Ed ecco un trentenne precario (il lanciatissimo Edoardo Leo) con moglie (Francesca Inaudi) e figlio a carico e alle prese con l’imminente sfratto e una truffa subita; l’amico fidato (Ricky Memphis) che si deve prende cura del padre anziano e malato (Sergio Fiorentini); un ex vigile in pensione zoppo, intrattabile e solitario (Ennio Fantastichini) e un attempato biscazziere (un irresistibile Antonello Fassari) che vive di espedienti e nasconde la sua vera natura dietro un improbabile parrucchino.

Una sorta di armata Brancaleone del quotidiano che trova nel curling (una sorta di bocce sul ghiaccio poco conosciuto in Italia) l’occasione cercata. L’idea è quella di metter su una squadra per partecipare alle Olimpiadi invernali di Torino 2006, trovare uno sponsor e ottenere finalmente la stabilità economica. Inizia così una tragicomica avventura che miscela sapientemente divertimento assoluto e momenti di riflessioni sociali che arrivano a toccare le corde della malinconia.

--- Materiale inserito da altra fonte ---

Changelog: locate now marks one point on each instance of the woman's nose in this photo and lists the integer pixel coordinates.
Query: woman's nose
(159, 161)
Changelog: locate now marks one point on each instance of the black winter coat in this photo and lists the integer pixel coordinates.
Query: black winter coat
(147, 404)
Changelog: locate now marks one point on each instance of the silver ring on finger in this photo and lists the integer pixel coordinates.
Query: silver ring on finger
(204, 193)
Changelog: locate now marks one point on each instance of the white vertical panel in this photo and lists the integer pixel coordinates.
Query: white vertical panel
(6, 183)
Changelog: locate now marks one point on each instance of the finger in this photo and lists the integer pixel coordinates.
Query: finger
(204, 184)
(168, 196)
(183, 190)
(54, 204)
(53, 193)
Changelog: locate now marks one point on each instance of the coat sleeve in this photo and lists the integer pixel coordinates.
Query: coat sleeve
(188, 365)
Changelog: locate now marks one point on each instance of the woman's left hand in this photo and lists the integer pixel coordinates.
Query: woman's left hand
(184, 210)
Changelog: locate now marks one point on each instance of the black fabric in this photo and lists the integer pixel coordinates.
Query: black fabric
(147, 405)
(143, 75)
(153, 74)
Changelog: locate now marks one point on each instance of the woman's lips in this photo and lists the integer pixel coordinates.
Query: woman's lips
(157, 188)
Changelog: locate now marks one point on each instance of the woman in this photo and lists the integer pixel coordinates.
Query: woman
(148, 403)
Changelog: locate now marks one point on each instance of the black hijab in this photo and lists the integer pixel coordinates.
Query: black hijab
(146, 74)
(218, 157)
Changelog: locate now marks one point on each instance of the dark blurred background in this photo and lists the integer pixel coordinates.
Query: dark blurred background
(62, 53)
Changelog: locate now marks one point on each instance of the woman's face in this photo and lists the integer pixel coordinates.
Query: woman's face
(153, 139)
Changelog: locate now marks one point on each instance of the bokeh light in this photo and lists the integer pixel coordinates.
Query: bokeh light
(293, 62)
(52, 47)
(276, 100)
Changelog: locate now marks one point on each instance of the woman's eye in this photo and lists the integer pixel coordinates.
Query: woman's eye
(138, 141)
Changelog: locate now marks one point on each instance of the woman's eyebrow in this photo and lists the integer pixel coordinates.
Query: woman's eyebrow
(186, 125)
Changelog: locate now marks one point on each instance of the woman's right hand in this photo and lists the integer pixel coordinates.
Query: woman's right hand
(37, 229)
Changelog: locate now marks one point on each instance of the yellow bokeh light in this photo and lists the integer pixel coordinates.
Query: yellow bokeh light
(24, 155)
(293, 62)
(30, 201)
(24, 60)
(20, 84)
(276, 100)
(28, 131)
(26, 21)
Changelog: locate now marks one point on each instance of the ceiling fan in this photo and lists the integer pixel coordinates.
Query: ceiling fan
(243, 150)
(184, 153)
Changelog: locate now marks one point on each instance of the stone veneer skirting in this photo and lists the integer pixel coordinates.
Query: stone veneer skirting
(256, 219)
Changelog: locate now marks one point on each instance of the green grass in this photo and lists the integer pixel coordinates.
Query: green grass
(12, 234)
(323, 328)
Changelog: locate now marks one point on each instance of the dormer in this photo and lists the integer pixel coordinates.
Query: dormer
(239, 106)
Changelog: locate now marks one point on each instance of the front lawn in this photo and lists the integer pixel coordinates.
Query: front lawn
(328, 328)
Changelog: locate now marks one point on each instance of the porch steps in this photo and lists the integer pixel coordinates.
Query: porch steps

Tra sindromi di Peter Pan e pentole a pressione usate per gli allenamenti, prime volte sul ghiaccio e vecchi conti in sospeso, compromessi sul Tevere e confessioni a cuore aperto, tattiche di gioco come metafore di vita (sbocciare o accostare?) e lenzuola stese al profumo di lavanda, ecco un riuscito Full monty all’amatriciana (ma è evidente anche l’eco di Machan, il film del 2008 di Uberto Pasolini che raccontava di un gruppo di cingalesi in fuga dal terzo mondo alle prese con un torneo di pallamano in Germania) che rievoca i toni e le atmosfere della commedia all’italiana del tempo che fu. Merito di una sceneggiatura ben costruita (scritta a otto mani da Amendola ed Edoardo Leo con Michele Alberico e Giulio Di Martino), di dialoghi sempre affilati ed autentici e di una squadra di attori in stato di grazia per resa e partecipazione. Aveva proprio ragione Steno.